To do fuzzy searching with datalevin, use the :search-optsand:search-enginekeys on the database options map. I am not entirely certain what each option does, and if they are both needed, but it looks like:search-engine alone is not enough.

 (require '[datalevin.core :as d])
  (require '[datalevin.search-utils :as su])

  (let [analyzer (su/create-analyzer {:token-filters [(su/create-ngram-token-filter 2)]})

        db (-> (d/empty-db "/tmp/mydb9"
                    {:text {:db/valueType :db.type/string
                            :db/fulltext true}}
                    {:search-opts {:analyzer analyzer}
                     :search-engine {:analyzer analyzer}})
               (d/db-with
                [{:db/id 1
                  :text "1 kg tomater"}
                 {:db/id 2
                  :text "1 tomat"}
                 {:db/id 3
                  :text "tomat"}]))]
    (d/fulltext-datoms db "2 tmoat")
    )

The above example will yield all three entries, i.e. it handles spelling mistakes as you want (“tmoat” instead of “tomat”).

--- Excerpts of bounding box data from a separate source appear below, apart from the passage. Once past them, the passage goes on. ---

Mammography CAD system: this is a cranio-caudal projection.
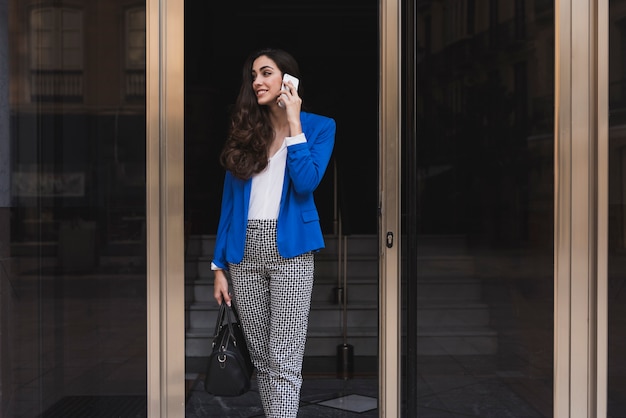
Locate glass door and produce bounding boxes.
[0,0,148,418]
[416,1,555,417]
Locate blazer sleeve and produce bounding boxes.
[287,114,336,194]
[213,172,233,270]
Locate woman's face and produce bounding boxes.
[252,55,283,106]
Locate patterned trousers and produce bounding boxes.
[229,220,314,418]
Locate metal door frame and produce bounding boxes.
[146,0,185,418]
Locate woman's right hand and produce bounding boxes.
[213,270,230,306]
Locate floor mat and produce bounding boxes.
[40,396,147,418]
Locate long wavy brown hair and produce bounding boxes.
[220,48,302,180]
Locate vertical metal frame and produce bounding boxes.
[554,0,608,417]
[378,0,402,417]
[146,0,185,418]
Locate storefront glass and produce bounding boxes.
[416,1,554,417]
[607,0,626,417]
[0,0,147,418]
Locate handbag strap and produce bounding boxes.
[213,303,239,337]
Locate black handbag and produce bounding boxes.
[204,303,254,396]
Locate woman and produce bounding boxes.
[212,49,335,418]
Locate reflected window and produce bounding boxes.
[125,7,146,100]
[30,7,83,101]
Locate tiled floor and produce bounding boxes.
[185,378,378,418]
[186,356,553,418]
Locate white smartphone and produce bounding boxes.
[278,73,300,107]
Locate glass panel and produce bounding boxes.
[414,0,554,417]
[185,0,379,417]
[608,0,626,417]
[0,0,147,418]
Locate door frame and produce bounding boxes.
[146,0,185,418]
[378,0,402,417]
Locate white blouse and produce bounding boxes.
[248,133,306,219]
[211,133,306,270]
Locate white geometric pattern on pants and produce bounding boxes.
[229,219,314,418]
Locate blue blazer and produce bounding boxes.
[213,112,336,270]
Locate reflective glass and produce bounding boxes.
[608,0,626,417]
[414,0,554,417]
[0,0,147,418]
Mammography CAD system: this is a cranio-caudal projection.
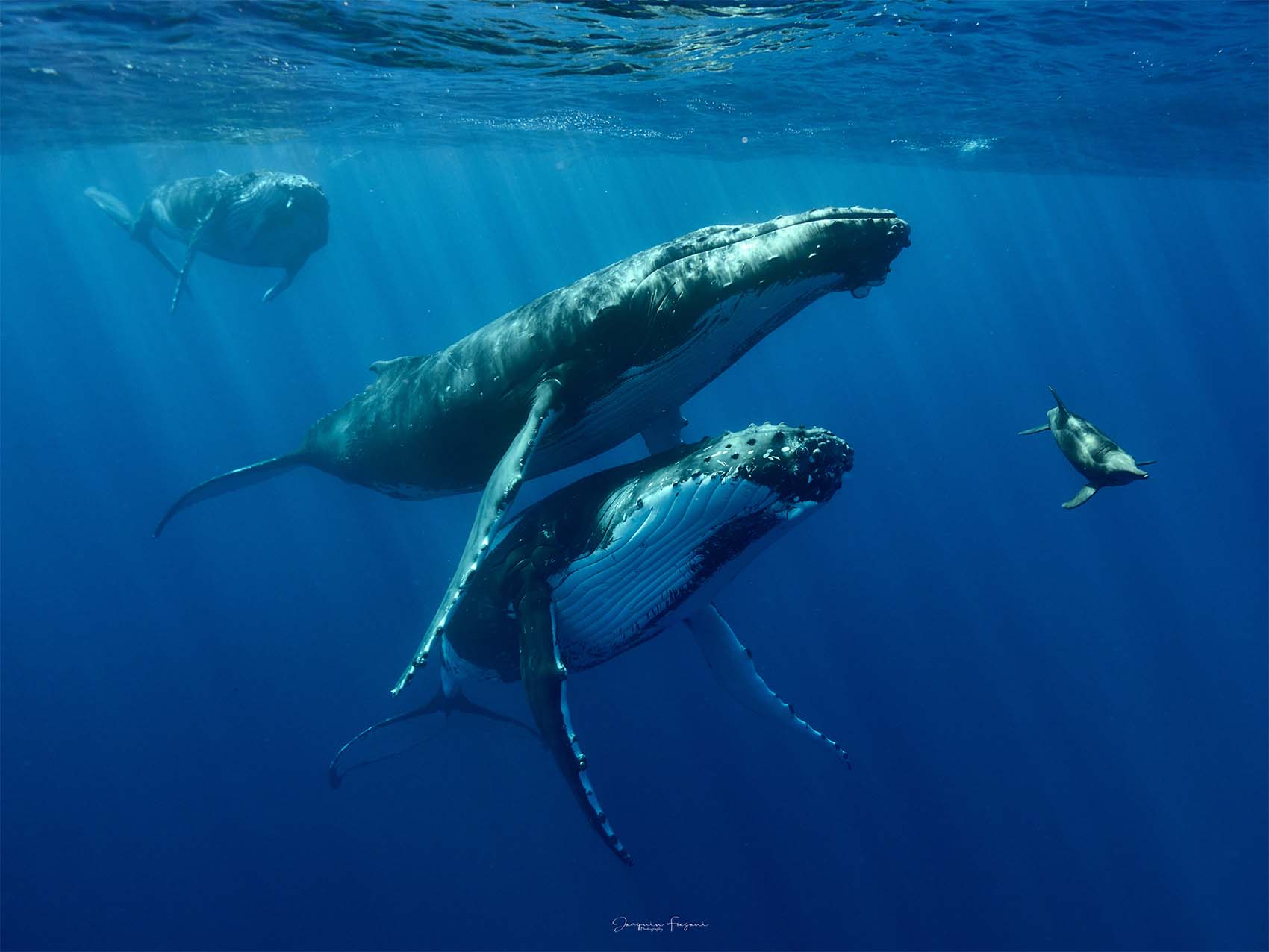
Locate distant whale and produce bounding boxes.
[330,423,854,863]
[1017,386,1155,510]
[84,171,330,312]
[155,208,910,692]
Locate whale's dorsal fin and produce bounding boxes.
[392,378,564,695]
[687,604,850,767]
[370,357,417,377]
[1062,486,1098,510]
[515,569,632,865]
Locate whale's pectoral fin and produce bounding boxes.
[687,604,850,767]
[261,261,303,304]
[167,209,216,314]
[84,187,180,278]
[515,573,632,865]
[642,407,687,453]
[392,378,564,695]
[326,691,537,789]
[167,239,198,314]
[1048,386,1071,428]
[1062,486,1098,510]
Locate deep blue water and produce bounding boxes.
[0,4,1269,950]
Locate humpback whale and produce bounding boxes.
[155,208,910,693]
[330,423,854,863]
[1017,386,1155,510]
[84,170,330,313]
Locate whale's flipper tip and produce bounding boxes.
[84,185,136,232]
[154,453,307,539]
[1062,484,1098,510]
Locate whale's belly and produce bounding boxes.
[529,275,840,475]
[549,477,776,669]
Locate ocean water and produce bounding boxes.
[0,0,1269,950]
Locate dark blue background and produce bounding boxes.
[0,145,1269,950]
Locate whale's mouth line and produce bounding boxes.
[641,209,899,283]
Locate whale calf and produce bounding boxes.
[330,423,854,863]
[1017,386,1155,510]
[84,170,330,313]
[155,208,910,692]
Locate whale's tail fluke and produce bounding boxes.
[155,453,308,539]
[84,187,180,279]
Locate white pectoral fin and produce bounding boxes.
[261,268,296,304]
[167,208,216,314]
[392,378,564,695]
[515,574,631,865]
[1062,486,1098,510]
[687,604,850,767]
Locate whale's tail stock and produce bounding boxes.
[155,453,308,539]
[84,187,180,279]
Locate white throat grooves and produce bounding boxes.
[551,474,776,664]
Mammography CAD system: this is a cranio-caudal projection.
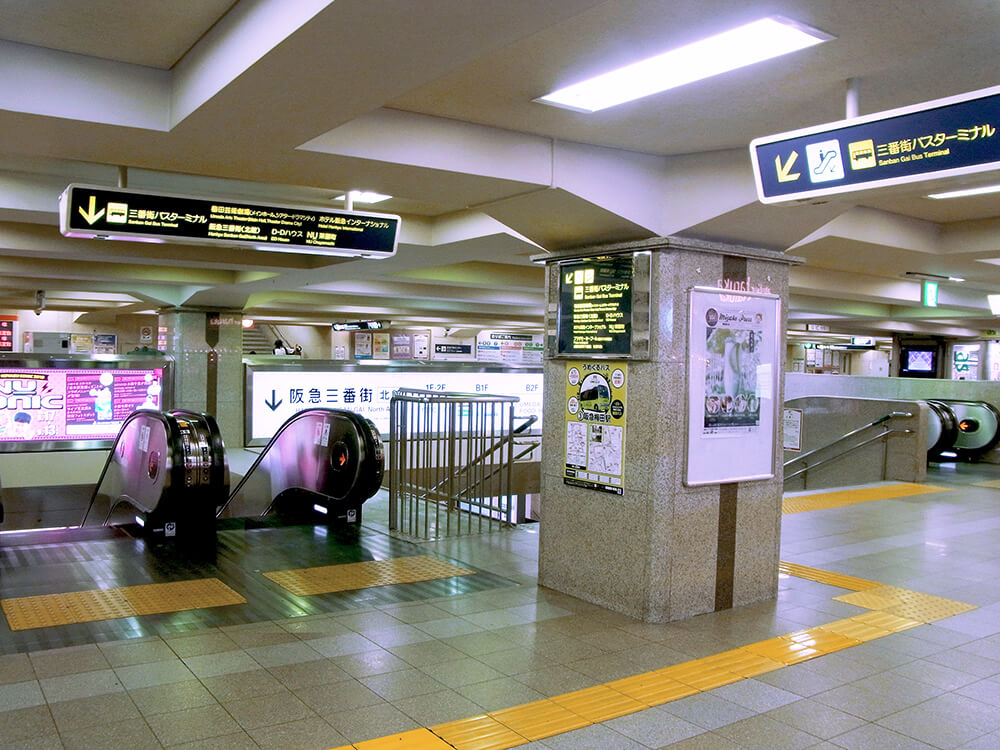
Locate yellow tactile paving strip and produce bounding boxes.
[778,562,882,591]
[326,560,975,750]
[781,482,948,513]
[0,578,246,630]
[264,555,475,596]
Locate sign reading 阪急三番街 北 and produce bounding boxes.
[59,185,400,258]
[750,86,1000,203]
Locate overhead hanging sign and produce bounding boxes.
[750,86,1000,203]
[59,185,400,258]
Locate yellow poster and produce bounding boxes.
[563,360,628,495]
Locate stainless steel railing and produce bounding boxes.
[785,411,913,488]
[387,388,537,539]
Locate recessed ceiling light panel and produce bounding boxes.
[927,185,1000,200]
[535,16,833,112]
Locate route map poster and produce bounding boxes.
[563,361,628,495]
[685,287,781,486]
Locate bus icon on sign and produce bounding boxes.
[847,138,876,169]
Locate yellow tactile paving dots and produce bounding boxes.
[0,578,246,630]
[781,482,948,513]
[264,555,475,596]
[834,586,975,622]
[326,562,975,750]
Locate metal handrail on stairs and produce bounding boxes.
[785,411,913,485]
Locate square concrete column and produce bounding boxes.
[160,310,243,447]
[538,238,796,622]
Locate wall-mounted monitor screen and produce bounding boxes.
[899,347,937,378]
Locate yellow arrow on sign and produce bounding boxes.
[76,195,104,224]
[774,151,799,182]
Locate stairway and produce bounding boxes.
[243,326,275,355]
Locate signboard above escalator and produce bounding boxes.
[59,185,400,258]
[750,86,1000,203]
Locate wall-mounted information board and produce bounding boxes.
[59,185,400,258]
[563,361,628,495]
[549,252,650,358]
[244,360,542,445]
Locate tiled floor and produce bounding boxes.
[0,466,1000,750]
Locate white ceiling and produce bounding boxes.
[0,0,1000,336]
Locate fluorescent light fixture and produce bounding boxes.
[535,16,833,112]
[927,185,1000,200]
[334,190,392,203]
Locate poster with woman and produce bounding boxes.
[685,287,781,485]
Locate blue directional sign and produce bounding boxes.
[750,86,1000,203]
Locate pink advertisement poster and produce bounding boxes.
[0,368,163,442]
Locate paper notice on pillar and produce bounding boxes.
[702,303,770,437]
[563,361,628,495]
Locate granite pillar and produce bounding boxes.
[159,310,243,447]
[538,238,796,622]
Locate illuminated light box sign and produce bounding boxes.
[245,367,542,444]
[0,367,163,442]
[59,185,400,258]
[556,255,632,356]
[750,86,1000,203]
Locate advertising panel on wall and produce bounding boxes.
[563,360,628,495]
[244,360,542,445]
[0,360,167,450]
[685,287,781,486]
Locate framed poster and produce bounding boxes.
[354,331,372,359]
[563,360,628,495]
[372,331,389,359]
[684,287,781,486]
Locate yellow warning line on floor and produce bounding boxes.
[334,562,975,750]
[781,482,949,513]
[264,555,475,596]
[0,578,247,630]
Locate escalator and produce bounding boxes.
[80,409,229,543]
[218,409,384,525]
[69,409,384,545]
[927,399,1000,461]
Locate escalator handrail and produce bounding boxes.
[170,409,229,492]
[215,409,348,518]
[80,409,184,528]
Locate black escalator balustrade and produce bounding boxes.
[218,409,384,527]
[927,399,1000,461]
[81,410,229,543]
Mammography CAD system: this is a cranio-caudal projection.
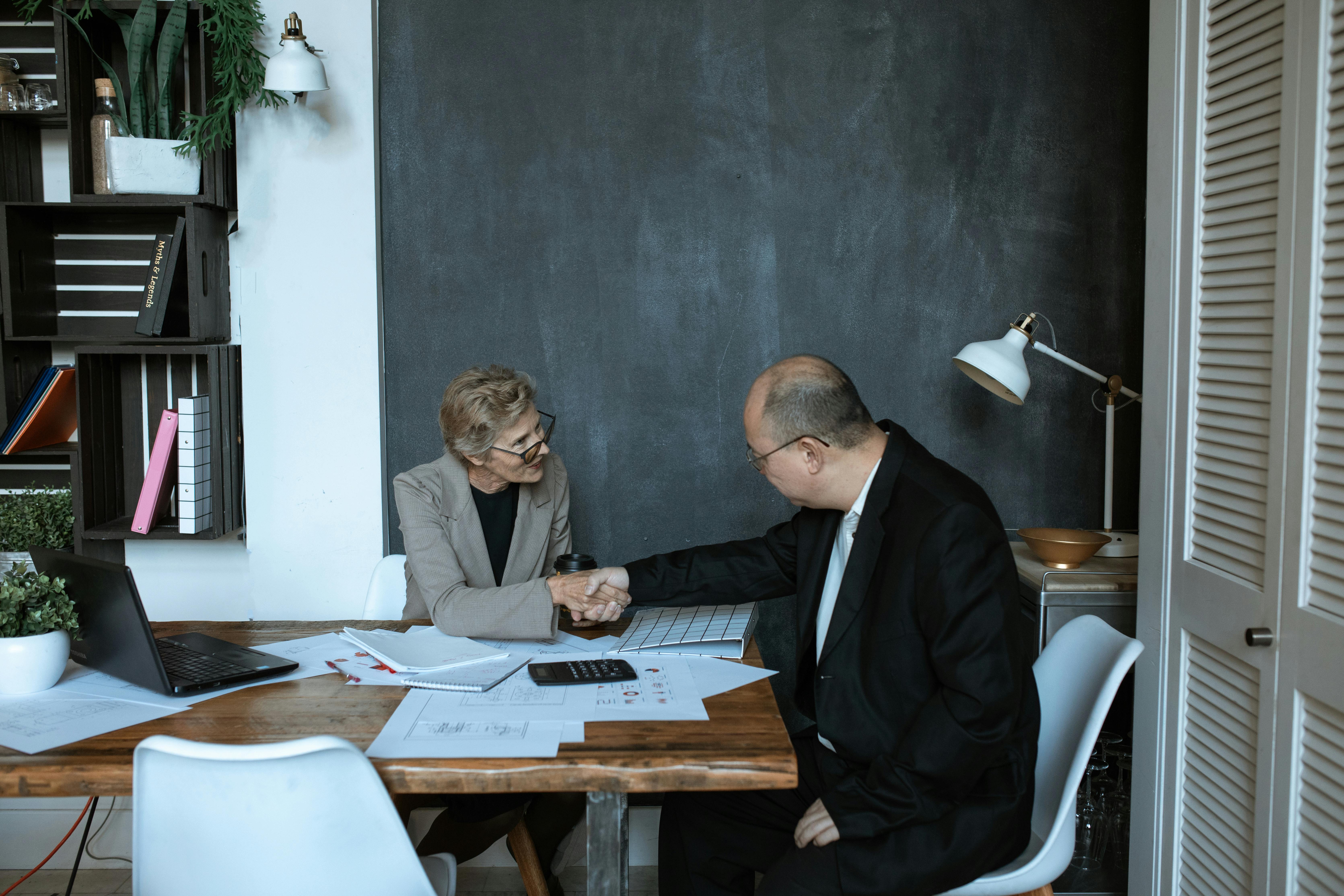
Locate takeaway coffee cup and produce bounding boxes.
[555,553,597,575]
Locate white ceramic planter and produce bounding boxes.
[108,137,200,196]
[0,631,70,693]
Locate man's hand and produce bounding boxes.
[546,574,630,626]
[793,799,840,849]
[574,567,630,603]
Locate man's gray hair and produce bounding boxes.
[762,355,872,450]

Now, I don’t have much experience with datalevin yet, but it does seem like a lot of thought and work has gone into making it fast; see e.g. the search documentation.

My plan is to use datalevin as a sqlite replacement and use the search functionality in-database. It looks like it might be possible to use it as only a search engine as well.

Luca_Bandelli · October 2, 2024, 9:18am

great I will mark this as solution, because i think the original question finds its solution in the transient sorted-set-by combo.

Many thanks!!

I will benchmark and post an unpdate

Luca_Bandelli · October 2, 2024, 9:20am

This is also very intereseting to the solution of the underlying problem,

i will investigate:
a) if its possible to obtain a score with datalevin
b) how long it takes to index the 3 M documents with ngram analyzer

p-himik · October 2, 2024, 9:33am

I made a mistake above - sorted sets don’t support transients, so edited the comment to remove (transient ...).

system · April 2, 2025, 9:34pm

This topic was automatically closed 182 days after the last reply. New replies are no longer allowed.